I am not to blame.  It is not my fault my mother abandoned me.  I am not to blame for my father sexually abusing me.  I did not force my brother to become crazy, to live isolated on the streets.  Nor am I responsible for my youngest brother’s death.  He smoked the cigarettes that killed him.  I can recognize how I feel and know there are millions of others who feel this same pain.  When I can see my confusion, fear, loneliness, my addictions, my strategies to avoid with compassion for myself, I can extend compassion to others who, like me, want to escape the incessant pain.  Then, Instead of being alone, frail, feeling worthless and desperate, I feel joy, because I am practicing vulnerability.  I am opening my heart to the pain of the world and in so doing I gain wisdom and courage.  If I can practice in the midst of pain and confusion, I remember that this is my path.

Pema writes, “Our patterns are well established, seductive and comforting.  Just wishing for them to be ventilated isn’t enough.  Awareness is the key.  So we see the stories we tell ourselves and question their validity?”  When we are distracted by a strong emotion, do we remember that is our path?  Never underestimate the power of compassionately recognizing what’s going on.”

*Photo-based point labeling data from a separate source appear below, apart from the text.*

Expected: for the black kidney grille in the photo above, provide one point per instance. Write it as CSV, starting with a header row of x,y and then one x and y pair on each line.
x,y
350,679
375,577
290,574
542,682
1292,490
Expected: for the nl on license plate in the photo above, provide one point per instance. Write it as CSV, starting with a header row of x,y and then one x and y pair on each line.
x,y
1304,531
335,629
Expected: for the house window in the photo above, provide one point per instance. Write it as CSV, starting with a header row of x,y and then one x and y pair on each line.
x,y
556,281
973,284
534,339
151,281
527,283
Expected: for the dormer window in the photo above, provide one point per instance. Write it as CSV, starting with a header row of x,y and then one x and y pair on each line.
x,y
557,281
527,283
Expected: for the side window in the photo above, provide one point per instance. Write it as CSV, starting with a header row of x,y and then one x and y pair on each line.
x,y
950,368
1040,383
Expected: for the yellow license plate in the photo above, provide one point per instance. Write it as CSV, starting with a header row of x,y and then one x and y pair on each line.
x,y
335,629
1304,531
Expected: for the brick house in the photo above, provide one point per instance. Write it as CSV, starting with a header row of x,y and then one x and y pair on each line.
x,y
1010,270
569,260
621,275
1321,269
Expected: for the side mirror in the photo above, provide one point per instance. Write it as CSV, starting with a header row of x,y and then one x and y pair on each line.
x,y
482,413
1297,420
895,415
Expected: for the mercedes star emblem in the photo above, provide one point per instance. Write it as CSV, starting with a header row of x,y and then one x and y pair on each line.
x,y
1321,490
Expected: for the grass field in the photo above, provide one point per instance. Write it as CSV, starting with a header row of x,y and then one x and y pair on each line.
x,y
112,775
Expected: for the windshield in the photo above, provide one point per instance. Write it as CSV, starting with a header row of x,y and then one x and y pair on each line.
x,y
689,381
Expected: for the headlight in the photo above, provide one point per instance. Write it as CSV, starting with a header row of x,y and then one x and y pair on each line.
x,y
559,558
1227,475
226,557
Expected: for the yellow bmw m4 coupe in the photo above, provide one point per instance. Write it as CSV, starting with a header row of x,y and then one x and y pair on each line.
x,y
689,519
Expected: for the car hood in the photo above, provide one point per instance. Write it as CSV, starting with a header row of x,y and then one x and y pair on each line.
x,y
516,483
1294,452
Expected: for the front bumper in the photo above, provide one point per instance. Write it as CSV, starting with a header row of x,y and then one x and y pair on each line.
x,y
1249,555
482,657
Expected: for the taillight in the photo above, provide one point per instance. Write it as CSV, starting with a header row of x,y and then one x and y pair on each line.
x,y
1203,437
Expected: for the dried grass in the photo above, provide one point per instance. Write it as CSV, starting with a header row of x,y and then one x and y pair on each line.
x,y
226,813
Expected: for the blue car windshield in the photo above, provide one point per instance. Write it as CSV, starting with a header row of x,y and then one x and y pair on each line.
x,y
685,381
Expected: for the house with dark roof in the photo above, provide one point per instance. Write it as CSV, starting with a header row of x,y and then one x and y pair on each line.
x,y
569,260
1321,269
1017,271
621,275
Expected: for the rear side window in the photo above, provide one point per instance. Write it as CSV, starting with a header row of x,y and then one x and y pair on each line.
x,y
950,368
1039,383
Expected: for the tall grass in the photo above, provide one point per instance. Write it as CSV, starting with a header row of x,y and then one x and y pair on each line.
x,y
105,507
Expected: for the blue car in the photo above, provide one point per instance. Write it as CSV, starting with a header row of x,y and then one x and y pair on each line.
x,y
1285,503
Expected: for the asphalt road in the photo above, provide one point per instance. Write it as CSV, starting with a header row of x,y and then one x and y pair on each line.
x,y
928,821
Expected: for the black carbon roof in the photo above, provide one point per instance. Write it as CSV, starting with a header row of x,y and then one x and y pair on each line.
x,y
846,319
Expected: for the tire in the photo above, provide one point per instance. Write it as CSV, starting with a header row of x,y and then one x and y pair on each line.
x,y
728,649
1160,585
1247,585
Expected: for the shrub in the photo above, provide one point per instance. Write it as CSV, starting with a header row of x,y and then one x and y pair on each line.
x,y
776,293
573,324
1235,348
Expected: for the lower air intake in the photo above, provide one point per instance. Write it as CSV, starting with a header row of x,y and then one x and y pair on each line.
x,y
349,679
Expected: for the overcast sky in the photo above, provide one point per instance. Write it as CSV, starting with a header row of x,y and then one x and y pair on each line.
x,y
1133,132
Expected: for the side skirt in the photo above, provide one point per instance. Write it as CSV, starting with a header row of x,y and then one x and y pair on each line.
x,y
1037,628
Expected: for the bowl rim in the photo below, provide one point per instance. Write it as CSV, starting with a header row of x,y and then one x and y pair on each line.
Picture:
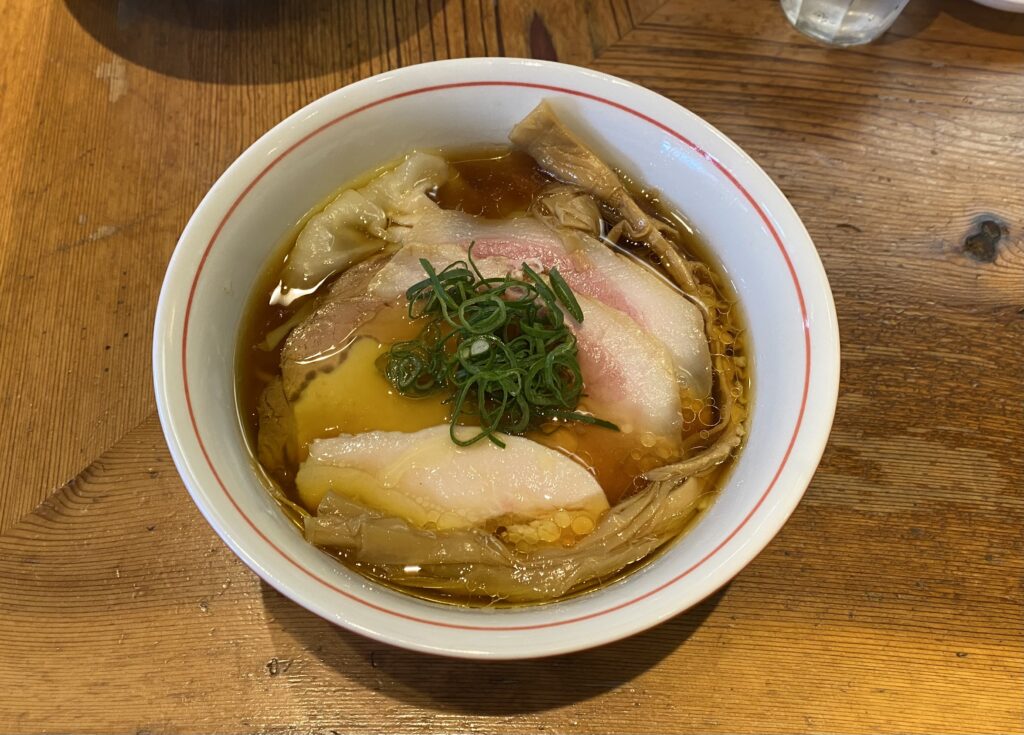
x,y
826,390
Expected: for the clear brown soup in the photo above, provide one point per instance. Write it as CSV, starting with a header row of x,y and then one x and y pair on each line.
x,y
495,183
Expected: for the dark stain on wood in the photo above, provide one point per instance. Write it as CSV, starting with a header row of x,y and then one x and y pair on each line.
x,y
541,44
983,243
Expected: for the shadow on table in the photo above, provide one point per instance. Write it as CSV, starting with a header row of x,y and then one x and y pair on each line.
x,y
480,687
242,41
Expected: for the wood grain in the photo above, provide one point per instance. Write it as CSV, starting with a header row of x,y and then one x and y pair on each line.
x,y
117,596
893,600
117,117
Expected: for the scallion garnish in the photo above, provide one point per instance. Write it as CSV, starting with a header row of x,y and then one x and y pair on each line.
x,y
500,346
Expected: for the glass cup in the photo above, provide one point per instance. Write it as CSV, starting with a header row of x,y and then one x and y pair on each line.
x,y
843,23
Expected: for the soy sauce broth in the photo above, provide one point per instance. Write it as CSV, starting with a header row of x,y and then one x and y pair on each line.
x,y
489,182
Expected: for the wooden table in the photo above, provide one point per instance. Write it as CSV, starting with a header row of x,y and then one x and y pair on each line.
x,y
891,602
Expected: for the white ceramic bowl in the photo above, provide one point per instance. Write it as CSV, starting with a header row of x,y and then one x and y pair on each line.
x,y
756,234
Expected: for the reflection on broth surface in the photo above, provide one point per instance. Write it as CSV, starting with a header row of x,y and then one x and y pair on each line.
x,y
511,377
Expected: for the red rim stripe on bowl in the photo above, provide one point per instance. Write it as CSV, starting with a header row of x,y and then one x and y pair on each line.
x,y
563,90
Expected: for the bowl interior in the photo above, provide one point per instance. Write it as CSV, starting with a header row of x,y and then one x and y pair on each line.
x,y
758,241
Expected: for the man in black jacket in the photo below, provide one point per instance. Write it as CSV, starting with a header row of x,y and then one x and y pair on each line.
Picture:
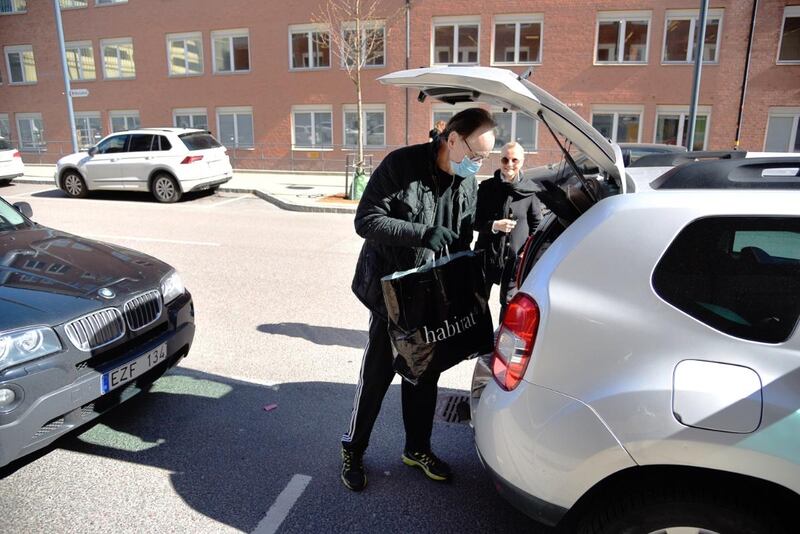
x,y
507,213
420,198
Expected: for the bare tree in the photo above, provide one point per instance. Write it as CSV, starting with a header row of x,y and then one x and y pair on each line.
x,y
358,32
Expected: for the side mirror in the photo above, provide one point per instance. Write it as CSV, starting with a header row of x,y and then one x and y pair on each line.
x,y
24,208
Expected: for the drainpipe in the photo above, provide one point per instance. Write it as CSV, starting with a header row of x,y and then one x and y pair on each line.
x,y
745,76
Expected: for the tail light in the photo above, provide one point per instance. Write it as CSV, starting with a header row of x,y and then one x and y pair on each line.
x,y
514,345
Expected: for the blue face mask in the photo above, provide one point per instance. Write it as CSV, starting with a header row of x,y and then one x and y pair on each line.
x,y
466,167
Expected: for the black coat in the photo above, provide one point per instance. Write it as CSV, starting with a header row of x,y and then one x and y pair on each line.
x,y
499,200
397,207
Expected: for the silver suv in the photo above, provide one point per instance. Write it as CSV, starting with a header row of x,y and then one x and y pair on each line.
x,y
646,377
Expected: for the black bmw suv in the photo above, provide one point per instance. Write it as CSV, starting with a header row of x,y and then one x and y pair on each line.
x,y
84,326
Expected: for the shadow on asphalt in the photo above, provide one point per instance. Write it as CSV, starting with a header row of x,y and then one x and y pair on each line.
x,y
319,335
229,458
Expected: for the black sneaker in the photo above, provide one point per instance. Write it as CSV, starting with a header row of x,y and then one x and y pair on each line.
x,y
353,474
433,467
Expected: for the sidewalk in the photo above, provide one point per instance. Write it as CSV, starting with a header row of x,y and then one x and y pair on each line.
x,y
322,193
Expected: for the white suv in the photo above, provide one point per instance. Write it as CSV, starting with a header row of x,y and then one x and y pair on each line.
x,y
165,161
646,377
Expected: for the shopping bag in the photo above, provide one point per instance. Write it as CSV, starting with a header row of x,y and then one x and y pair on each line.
x,y
438,314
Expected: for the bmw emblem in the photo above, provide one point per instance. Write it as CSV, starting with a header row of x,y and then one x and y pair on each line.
x,y
106,293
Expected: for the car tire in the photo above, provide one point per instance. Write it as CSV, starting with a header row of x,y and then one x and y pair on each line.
x,y
664,511
165,188
74,185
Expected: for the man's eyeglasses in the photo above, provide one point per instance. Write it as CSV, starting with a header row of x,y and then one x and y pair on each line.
x,y
477,158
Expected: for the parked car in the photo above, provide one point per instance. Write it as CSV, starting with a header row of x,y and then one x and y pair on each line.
x,y
84,326
164,161
645,377
11,165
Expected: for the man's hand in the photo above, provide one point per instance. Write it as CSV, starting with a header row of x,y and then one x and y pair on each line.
x,y
436,237
504,225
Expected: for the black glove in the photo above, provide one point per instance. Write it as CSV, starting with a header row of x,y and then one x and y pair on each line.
x,y
436,237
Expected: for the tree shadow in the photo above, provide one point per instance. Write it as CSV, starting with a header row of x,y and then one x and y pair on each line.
x,y
319,335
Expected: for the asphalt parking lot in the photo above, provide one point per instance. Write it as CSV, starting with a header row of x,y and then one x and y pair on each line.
x,y
244,435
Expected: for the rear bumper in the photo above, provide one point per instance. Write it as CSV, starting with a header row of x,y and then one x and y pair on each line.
x,y
52,408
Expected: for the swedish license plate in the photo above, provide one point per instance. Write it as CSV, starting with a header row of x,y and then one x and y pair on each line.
x,y
133,369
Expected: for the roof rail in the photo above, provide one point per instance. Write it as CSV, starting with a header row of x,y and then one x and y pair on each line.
x,y
670,159
737,173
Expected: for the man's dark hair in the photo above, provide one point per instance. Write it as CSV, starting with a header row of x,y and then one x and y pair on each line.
x,y
464,123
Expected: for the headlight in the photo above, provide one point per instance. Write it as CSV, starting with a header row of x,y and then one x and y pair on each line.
x,y
172,287
26,344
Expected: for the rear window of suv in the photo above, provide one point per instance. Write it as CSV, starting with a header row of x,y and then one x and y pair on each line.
x,y
739,275
199,141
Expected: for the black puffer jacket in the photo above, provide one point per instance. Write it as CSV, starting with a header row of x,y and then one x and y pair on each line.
x,y
396,209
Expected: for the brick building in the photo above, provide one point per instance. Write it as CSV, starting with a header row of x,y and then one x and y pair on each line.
x,y
255,74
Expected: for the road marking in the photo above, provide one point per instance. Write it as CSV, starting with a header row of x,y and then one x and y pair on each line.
x,y
152,239
282,505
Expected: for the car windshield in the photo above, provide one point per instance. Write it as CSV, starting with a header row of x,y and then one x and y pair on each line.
x,y
10,218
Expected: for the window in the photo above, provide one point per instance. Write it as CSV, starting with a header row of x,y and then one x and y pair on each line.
x,y
672,126
620,124
124,120
31,132
373,42
190,118
517,39
515,126
789,49
13,6
373,125
231,51
455,41
622,37
88,128
738,275
309,47
21,64
118,58
680,39
783,130
185,54
312,127
235,127
80,61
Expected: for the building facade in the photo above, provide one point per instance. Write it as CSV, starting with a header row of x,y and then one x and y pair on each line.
x,y
266,80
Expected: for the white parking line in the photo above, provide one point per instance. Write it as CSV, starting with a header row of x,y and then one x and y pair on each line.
x,y
152,239
282,505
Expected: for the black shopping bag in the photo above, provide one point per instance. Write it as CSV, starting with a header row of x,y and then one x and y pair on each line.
x,y
438,314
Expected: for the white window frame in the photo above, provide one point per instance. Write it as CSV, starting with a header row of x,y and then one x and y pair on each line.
x,y
230,34
623,17
365,108
456,22
26,117
122,113
78,45
790,112
115,42
788,12
616,110
312,109
365,26
236,110
191,112
308,29
683,111
517,20
197,36
693,15
19,49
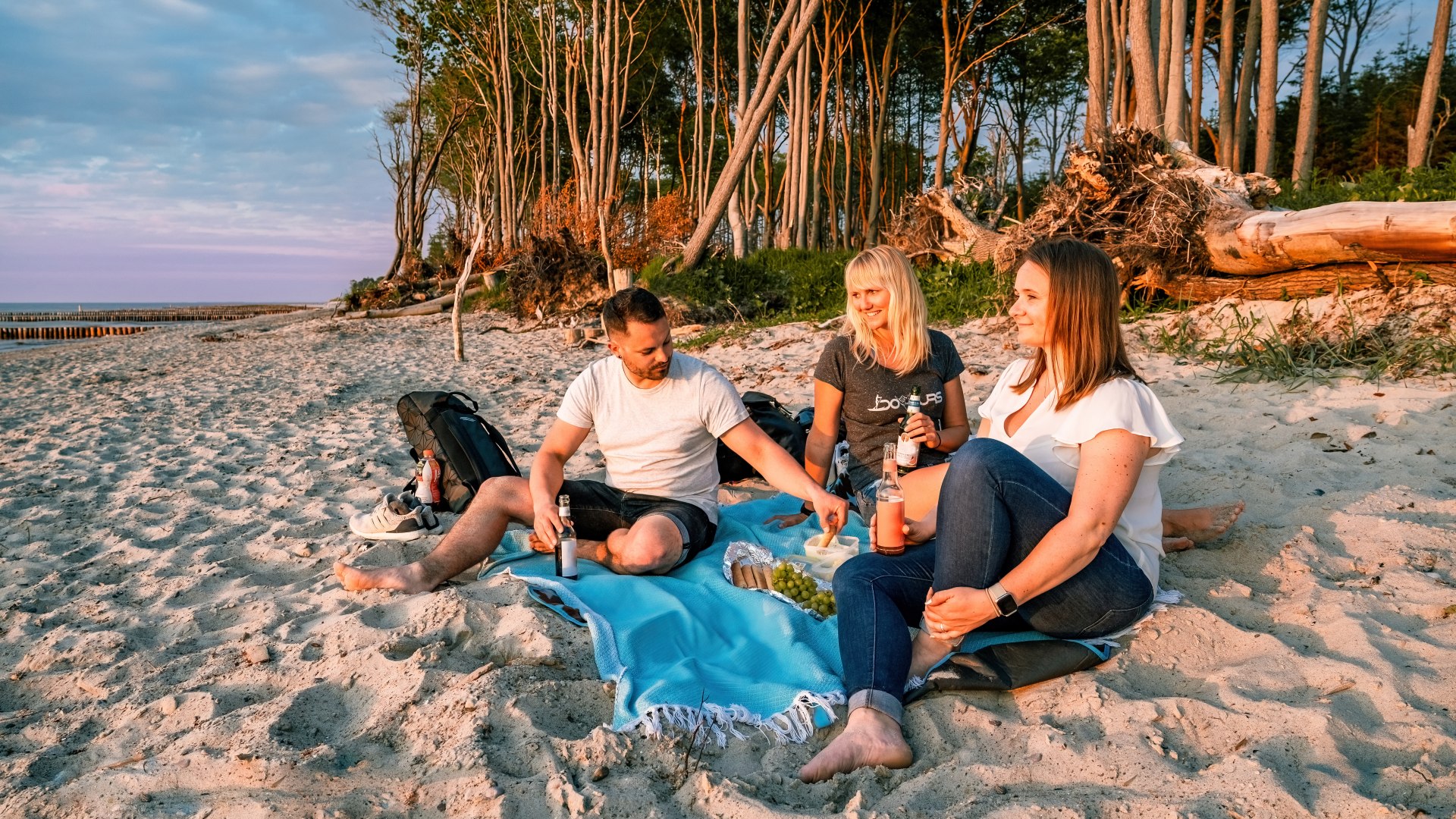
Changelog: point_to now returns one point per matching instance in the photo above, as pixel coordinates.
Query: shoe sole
(414, 535)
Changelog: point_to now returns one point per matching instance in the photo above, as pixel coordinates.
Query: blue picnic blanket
(691, 649)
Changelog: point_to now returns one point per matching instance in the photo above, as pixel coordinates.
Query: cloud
(190, 131)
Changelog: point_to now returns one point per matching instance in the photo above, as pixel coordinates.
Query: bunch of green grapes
(791, 582)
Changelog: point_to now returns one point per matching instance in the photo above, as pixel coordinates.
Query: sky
(190, 150)
(215, 150)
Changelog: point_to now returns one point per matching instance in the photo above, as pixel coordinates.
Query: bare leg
(498, 503)
(870, 738)
(922, 490)
(650, 547)
(1184, 528)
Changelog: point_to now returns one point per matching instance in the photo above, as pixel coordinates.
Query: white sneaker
(391, 521)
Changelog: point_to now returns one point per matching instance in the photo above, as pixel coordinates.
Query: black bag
(774, 419)
(469, 449)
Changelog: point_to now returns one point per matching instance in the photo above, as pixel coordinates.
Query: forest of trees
(661, 127)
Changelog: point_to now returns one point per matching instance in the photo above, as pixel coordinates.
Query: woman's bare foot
(1199, 525)
(870, 738)
(410, 577)
(925, 651)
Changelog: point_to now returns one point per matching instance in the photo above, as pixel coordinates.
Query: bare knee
(504, 493)
(650, 547)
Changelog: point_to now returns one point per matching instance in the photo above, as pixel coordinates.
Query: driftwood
(421, 309)
(1199, 232)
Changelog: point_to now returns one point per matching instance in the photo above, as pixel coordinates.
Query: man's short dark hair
(631, 305)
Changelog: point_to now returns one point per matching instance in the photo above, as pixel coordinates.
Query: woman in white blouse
(1050, 515)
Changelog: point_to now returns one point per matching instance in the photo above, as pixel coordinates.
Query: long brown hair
(1084, 335)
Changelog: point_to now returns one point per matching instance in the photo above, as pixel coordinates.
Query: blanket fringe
(794, 723)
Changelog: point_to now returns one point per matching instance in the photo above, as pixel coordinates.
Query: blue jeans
(995, 507)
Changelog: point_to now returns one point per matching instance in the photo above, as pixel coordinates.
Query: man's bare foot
(870, 738)
(925, 651)
(1177, 545)
(1200, 525)
(408, 577)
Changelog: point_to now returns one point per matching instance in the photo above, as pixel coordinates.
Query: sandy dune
(172, 640)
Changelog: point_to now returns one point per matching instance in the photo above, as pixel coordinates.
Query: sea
(67, 306)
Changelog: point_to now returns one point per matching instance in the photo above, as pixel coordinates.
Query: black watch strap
(1005, 604)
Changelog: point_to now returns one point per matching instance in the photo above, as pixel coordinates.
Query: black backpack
(469, 449)
(774, 419)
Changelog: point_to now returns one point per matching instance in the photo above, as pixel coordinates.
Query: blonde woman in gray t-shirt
(865, 376)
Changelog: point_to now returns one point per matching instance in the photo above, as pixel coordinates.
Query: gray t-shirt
(875, 400)
(663, 441)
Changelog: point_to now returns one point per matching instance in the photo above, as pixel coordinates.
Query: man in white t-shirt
(658, 419)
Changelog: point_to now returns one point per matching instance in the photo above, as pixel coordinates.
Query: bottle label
(908, 453)
(890, 519)
(566, 558)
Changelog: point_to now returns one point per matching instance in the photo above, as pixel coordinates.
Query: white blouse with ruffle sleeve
(1052, 439)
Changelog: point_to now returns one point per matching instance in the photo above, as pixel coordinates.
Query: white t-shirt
(663, 441)
(1052, 439)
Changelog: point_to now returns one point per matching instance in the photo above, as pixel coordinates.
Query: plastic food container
(824, 560)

This is how our desire to help not only ourselves, but all others will expand.  “Don’t try to be the fastest,” “Abandon any hope of fruition,” and “Don’t expect applause.”  This is my life.  I want to live it loving myself and others, not working for constant validation.  The forgiveness I desire is an inside job.  The longing I have to be connected to others is my path.  My pain is the solution to all I seek.  May the warrior in me refuse to retreat.  When I practice, when I train to be loving and compassionate, I can only hope to:

“…see that we’re (I am) rarely able to relax into the present moment….to  see that we’ve (I have) fabricated all kinds of strategies to avoid staying present, particularly when we’re (I am) afraid that whatever’s happening will hurt…also to see our (my) strong belief that if only we (I) could do everything right, we’d (I would) be able to find a safe, comfortable, and secure place to spend the rest of our (my) lives.”

This illusion, the illusion that constant joy, happiness, and freedom, is just an attitude adjustment away is the source of all suffering.  Sitting with the stories, the pain, the attempts to avoid life, the fears, the injustices…resting in awareness is the cure.  Practice, practice, practice with compassion and loving kindness.  Chodron states, “Staying with pain, without loving-kindness is just warfare” and we all know what that looks like.  Heal yourself.  Heal the world.  Sit.  Breathe into your heart.  Be brave.  Be kind.  Do not run away from yourself.  You are the answer we have all been waiting for.